John Fussner reached a plea agreement to testify against Republican state Rep. Pete Beck of Mason in southwestern Ohio, Daniel Kasaris, senior assistant attorney general, said during a Hamilton County court hearing Thursday in Cincinnati.
Fussner, 56, also of Mason, pleaded guilty at the hearing to the sale of an unregistered security and the sale of a security in an insolvent company. In exchange, prosecutors dropped six other charges.
Fussner's guilty pleas could carry between two and eight years in prison, but Kasaris said prosecutors will recommend probation as long as he testifies against Beck at the lawmaker's theft and fraud trial.
Beck, who was in the same courtroom during Fussner's hearing, has denied the allegations and brushed away calls that he resign. Beck did give up a chairmanship of the powerful House Ways and Means Committee.
At Beck's hearing Thursday, Judge Andrew West set the lawmaker's trial for Nov. 17 and indicated it could last a month.
Beck's attorney Ralph Kohnen told West that he expects to waive Beck's right to a jury trial and request a bench trial, but that move will come later.
He told The Associated Press after the hearing that Fussner's planned testimony did not affect the lawmaker's decision to go to trial.
"We expected it," he said, declining to comment further.
Kohnen urged West to set a deadline to cut off the government from adding to the already voluminous evidence in the case so that he can focus on preparing for trial.
"We don't want anything sprung on us at the last minute," Kohnen said. "The state has been investigating this case for quite some time. They've used all their exotic investigative tools to gather evidence."
West scheduled a May 29 hearing to set such a deadline.
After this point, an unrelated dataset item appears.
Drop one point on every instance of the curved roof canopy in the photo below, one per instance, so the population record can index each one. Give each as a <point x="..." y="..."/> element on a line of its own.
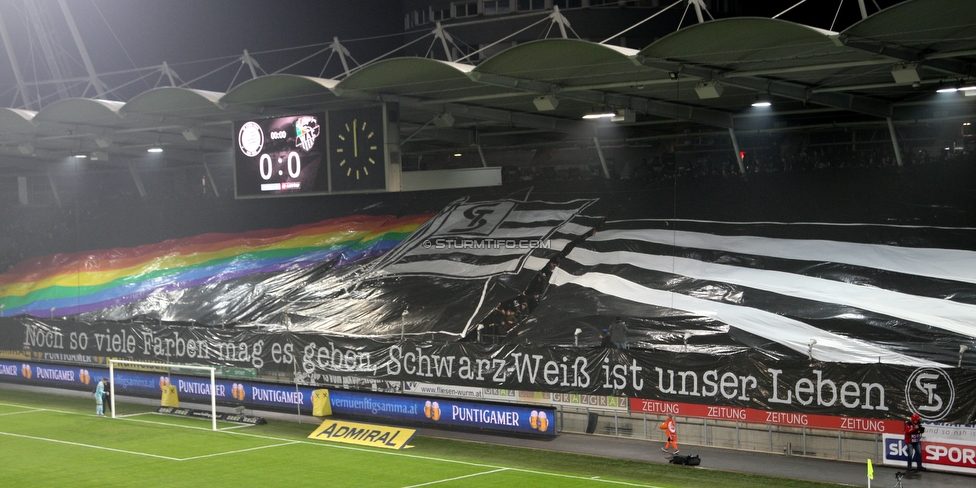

Beck, who was indicted in July, is accused of being part of an enterprise that misled investors, laundered money and improperly diverted investors' money.
He is accused of soliciting and persuading investors to put thousands of dollars into an insolvent software company, misrepresenting pending business deals such as one supposedly involving a major cruise line, stealing money from his accounting firm, and putting investors' money into his political campaign fund.
Beck is seeking re-election and has Republican opposition in the May 6 primary.